Mari reprimió un suspiro, pues era una tarea interminable. Tenía la sensación de pasarse la mayor parte del día pelando y cortando patatas y verduras. La cocina diaria en la granja de los Karlssen no era muy importante: lo que Edith Ansas preparaba allí para una comida a su familia les habría bastado para una semana. Además se añadía las conservas y el secar la fruta, pues era temporada de manzanas y peras.
Al principio frotó con fuerza los barriles de madera, que luego cubrió con hojas de col limpias.
—Para que luego el líquido sea claro —explicó Edith.
Ella y Mari pasaron las horas siguientes rallando los repollos con ayuda de unos cepillos en unas enormes tinas. El tintineo de un timbre de bicicleta anunció la llegada del correo.
—Qué cruel —exclamó Edith. Miró el reloj que colgaba encima de la pared y se limpió las manos en el delantal—. ¿Ya es tan tarde?
Ottmar Pillokeit, un hombre enjuto de mediana edad que desde que era cojo de una pierna por una herida en la guerra anterior, se las arreglaba cuando podía para ir al mediodía a Lindenhof a disfrutar del arte culinario de Edith. Era un invitado apreciado, pues, además del correo y la prensa, llevaba sobre todo las novedades de la zona. En contrapartida Edith se esforzaba mucho por alimentar a ese hombre flaco, sin mucho éxito, aunque Pillokeit se servía con bastante apetito y disfrutaba de las salchichas y otros obsequios que le ofrecía Edith.

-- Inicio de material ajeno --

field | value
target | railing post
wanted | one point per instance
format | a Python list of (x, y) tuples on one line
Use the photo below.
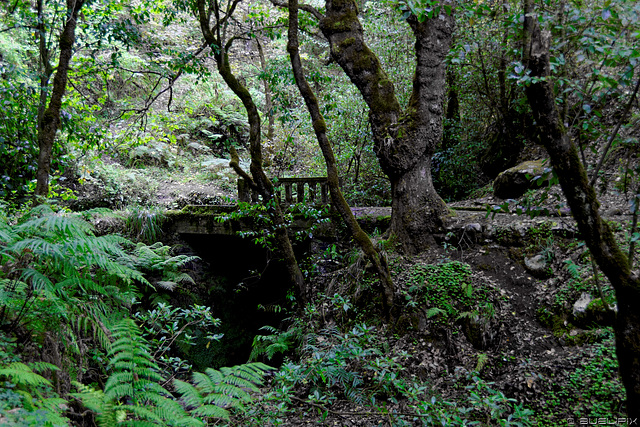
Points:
[(287, 193), (244, 194), (312, 191), (324, 189)]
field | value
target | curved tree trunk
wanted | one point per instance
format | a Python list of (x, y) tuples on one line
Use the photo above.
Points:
[(584, 208), (404, 141), (258, 179), (320, 128), (49, 122)]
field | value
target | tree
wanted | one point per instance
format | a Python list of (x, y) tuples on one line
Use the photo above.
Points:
[(320, 129), (214, 18), (49, 120), (404, 138), (581, 197)]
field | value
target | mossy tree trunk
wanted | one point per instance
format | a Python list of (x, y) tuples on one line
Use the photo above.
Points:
[(49, 119), (584, 207), (320, 129), (404, 139), (214, 20)]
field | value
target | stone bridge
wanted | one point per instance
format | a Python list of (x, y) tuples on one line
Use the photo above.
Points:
[(314, 191)]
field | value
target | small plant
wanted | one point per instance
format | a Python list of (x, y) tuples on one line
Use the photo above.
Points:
[(145, 223)]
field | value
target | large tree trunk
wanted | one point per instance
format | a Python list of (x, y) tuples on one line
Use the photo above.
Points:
[(320, 128), (49, 122), (258, 178), (584, 208), (404, 141)]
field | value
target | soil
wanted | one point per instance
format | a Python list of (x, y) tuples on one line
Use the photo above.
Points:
[(525, 359)]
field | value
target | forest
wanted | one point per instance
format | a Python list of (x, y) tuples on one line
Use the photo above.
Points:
[(339, 212)]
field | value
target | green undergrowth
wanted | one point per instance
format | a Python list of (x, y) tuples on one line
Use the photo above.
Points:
[(353, 363), (446, 291)]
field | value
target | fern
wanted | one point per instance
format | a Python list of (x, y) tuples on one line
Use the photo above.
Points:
[(136, 381), (21, 374), (216, 392), (276, 342), (435, 311)]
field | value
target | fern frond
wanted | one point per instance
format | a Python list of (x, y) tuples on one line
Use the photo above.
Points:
[(189, 393), (38, 280), (21, 374), (213, 412), (435, 311)]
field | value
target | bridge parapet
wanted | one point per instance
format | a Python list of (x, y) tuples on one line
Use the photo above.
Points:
[(296, 190)]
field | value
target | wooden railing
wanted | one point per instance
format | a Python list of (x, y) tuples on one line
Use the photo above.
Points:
[(296, 190)]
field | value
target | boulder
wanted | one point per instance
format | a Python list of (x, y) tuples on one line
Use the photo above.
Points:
[(196, 148), (580, 306), (514, 182), (538, 266)]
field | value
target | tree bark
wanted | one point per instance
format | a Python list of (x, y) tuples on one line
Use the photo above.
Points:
[(259, 180), (404, 140), (320, 129), (268, 103), (49, 121), (584, 206)]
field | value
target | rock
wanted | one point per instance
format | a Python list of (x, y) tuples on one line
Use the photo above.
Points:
[(538, 266), (473, 227), (514, 182), (587, 311), (196, 148), (580, 306), (182, 139)]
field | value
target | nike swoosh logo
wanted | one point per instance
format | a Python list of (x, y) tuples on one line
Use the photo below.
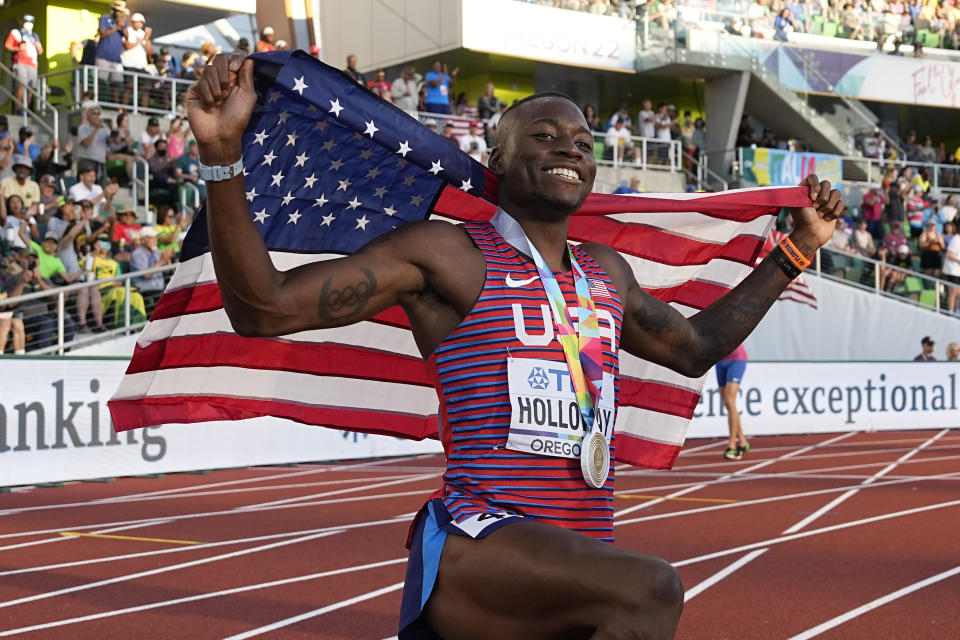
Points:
[(519, 283)]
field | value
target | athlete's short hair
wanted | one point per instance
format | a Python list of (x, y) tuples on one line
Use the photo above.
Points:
[(505, 125)]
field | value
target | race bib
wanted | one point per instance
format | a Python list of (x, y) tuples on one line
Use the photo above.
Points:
[(544, 417)]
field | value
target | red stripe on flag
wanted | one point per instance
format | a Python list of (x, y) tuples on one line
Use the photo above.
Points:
[(145, 412), (662, 398), (646, 453), (318, 358)]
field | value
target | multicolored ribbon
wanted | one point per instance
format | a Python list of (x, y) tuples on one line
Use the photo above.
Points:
[(584, 353)]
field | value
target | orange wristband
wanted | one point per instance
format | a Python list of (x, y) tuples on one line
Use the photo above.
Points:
[(791, 251)]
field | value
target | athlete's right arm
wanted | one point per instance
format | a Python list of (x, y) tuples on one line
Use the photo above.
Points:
[(259, 299)]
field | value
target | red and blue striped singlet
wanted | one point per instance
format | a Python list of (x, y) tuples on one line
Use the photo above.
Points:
[(471, 367)]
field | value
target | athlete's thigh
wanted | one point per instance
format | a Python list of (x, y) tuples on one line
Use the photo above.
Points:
[(533, 580)]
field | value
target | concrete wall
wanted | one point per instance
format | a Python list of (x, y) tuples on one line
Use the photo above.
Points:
[(382, 33)]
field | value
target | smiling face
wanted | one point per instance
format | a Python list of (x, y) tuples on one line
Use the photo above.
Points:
[(544, 158)]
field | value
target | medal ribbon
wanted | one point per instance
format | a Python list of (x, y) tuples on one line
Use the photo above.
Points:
[(583, 352)]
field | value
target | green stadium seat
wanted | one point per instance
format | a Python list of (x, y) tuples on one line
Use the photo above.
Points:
[(816, 27)]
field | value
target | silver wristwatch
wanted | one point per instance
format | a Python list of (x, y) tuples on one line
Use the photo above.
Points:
[(219, 173)]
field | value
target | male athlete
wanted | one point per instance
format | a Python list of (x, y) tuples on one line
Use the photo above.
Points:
[(513, 544)]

Mari dejó las patatas y las puso en una gran fuente, Edith sacó del fogón el asado de cerdo. Durante la semana casi siempre había patatas y carne de cerdo en sus múltiples variantes. Los señores solían comer lo mismo que su servicio, pero no en el amplio comedor situado contiguo a la cocina, sino arriba en sus aposentos. La mayoría de las veces les acompañaba Fritz Ansas, el inspector de la finca. La condesa, que condenaba todo tipo de pérdida de tiempo, comentaba entretanto los incidentes de la finca con él y se informaba sobre la obra que tenía lugar a unos kilómetros de la finca, que él controlaba con regularidad. Allí se albergarían vacas lecheras, ovejas y cerdos.
Mientras Edith colocaba en el ascensor de comida las raciones para «los de arriba», Mari ponía la mesa larga en el comedor, donde poco a poco iba entrando todo el servicio, incluidos los trabajadores forzados polacos. Buscó impaciente con la mirada el portador de las cartas. Todos los días esperaba correo de Joachim, que le escribía con frecuencia. Sin embargo, a veces había pausas largas durante las cuales las cartas se quedaban perdidas en algún lugar. Entonces Mari se preguntaba inquieta si a su marido le había ocurrido algo, y luchó en vano contra las imágenes que se le aparecían de Joachim herido o muerto en un campo de batalla.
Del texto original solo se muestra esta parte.